Hi Rock, I saw that one too. The selling price may have indicated the buyer knew it was built up from parts. Or maybe not.
And Jack, I'm with you on that. A good repro item is a great conversation piece all by itself.
I have other AK repro items in the collection by Weingarten and Matson, and they're always good for conversation.
Xeric, I wondered how they were able to keep the ends of the board on without the tongue and groove
The seller replied to the ebay message I sent him about it being a repro, and stated it was at a different location than he was.
He will have a look at the set later to determine if the parts are reproduction. He appears legitimate. I can't imagine that he didn't really know.
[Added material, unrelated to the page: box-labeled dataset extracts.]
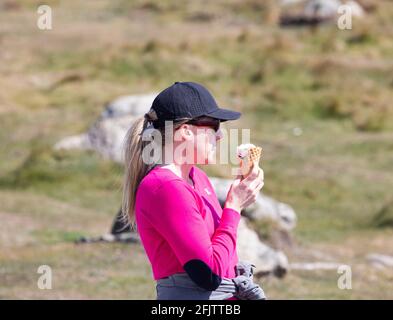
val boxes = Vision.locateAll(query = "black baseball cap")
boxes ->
[151,82,241,127]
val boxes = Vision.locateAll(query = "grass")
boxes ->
[0,0,393,299]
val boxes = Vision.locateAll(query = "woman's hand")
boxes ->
[224,166,264,213]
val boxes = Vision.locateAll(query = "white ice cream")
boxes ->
[236,143,255,159]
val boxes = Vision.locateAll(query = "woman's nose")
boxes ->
[216,129,224,141]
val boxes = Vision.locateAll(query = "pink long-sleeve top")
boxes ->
[135,166,240,290]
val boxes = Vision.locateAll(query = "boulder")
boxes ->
[209,177,297,231]
[366,253,393,268]
[237,218,289,278]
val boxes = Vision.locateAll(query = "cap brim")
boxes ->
[206,108,242,122]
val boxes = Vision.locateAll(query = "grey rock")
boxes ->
[366,253,393,268]
[209,177,297,231]
[237,218,289,277]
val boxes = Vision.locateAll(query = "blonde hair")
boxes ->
[122,109,190,229]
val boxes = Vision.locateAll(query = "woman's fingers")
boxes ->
[242,168,264,190]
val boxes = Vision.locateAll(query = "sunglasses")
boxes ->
[186,117,220,132]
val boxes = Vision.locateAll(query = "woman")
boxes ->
[122,82,263,300]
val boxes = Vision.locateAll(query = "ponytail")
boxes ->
[122,110,155,228]
[122,109,189,229]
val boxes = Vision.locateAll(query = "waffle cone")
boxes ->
[240,147,262,177]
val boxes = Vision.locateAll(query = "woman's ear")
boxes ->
[175,124,194,141]
[182,124,194,140]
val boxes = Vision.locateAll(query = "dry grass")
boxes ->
[0,0,393,299]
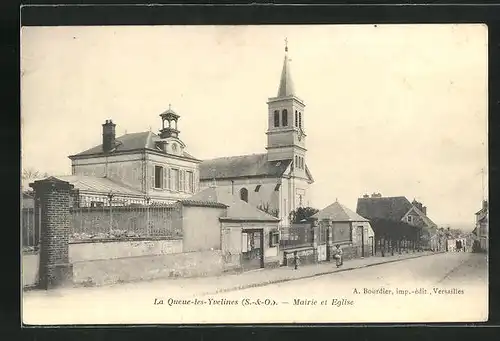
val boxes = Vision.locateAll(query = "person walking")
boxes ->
[334,245,344,268]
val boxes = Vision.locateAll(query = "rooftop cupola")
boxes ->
[160,104,180,139]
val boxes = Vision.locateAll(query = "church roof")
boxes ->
[69,131,197,160]
[278,47,295,97]
[49,175,144,197]
[200,153,292,180]
[188,187,279,222]
[311,202,368,222]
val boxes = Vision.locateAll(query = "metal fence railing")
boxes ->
[280,224,314,249]
[70,195,182,241]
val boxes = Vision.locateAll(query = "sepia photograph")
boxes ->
[20,24,489,326]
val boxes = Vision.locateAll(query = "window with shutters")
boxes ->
[154,166,163,188]
[274,110,280,127]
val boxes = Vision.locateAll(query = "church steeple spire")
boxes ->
[277,38,295,97]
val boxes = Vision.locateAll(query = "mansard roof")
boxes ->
[188,187,279,222]
[311,201,368,222]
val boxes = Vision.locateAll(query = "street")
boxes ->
[23,253,488,324]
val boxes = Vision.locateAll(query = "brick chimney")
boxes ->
[102,120,116,153]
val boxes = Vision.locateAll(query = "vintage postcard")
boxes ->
[20,24,489,325]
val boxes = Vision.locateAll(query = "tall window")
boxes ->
[155,166,163,188]
[274,110,280,127]
[240,188,248,202]
[187,172,194,193]
[281,109,288,127]
[171,169,180,191]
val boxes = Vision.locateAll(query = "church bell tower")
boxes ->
[266,39,307,174]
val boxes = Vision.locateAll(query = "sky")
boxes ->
[21,24,488,230]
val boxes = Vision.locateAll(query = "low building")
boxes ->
[311,201,375,259]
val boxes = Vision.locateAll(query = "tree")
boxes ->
[290,207,319,224]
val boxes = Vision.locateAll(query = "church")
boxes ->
[199,46,314,225]
[61,42,314,225]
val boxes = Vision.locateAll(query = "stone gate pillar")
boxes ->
[30,177,73,289]
[311,220,319,263]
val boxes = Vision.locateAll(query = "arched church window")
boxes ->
[281,109,288,127]
[240,188,248,202]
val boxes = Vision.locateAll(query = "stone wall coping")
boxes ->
[69,237,182,244]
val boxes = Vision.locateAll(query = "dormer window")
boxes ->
[281,109,288,127]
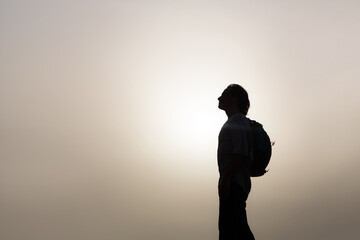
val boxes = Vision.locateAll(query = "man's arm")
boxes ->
[219,153,246,200]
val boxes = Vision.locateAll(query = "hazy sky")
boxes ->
[0,0,360,240]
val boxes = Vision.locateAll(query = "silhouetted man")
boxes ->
[217,84,254,240]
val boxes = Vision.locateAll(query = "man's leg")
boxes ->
[219,184,255,240]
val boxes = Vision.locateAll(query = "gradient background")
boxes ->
[0,0,360,240]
I suppose these thinks happen because:
Twelve years back at Doc Muchows auction, a prominent collector at the time paid $8k+ for Doc's reproduction Model 5 -not knowing it was a Matson reproduction.
Many of the old-timers who were experts with AK breadboards knew it was a repro, and who had made it, but nobody had alerted his family or Estes about it's history. And I didn't know either. The bids were flying, and nobody in the senior group knew who they were.
I had arrived fresh in from the left coast with a pocketful of cash, and put up a bid on it, where immediately a dear old friend grabbed my arm and whispered that it wasn't real. That was how I found out.
It was also part of the discussion at a group dinner with the senior collectors following that days auction results.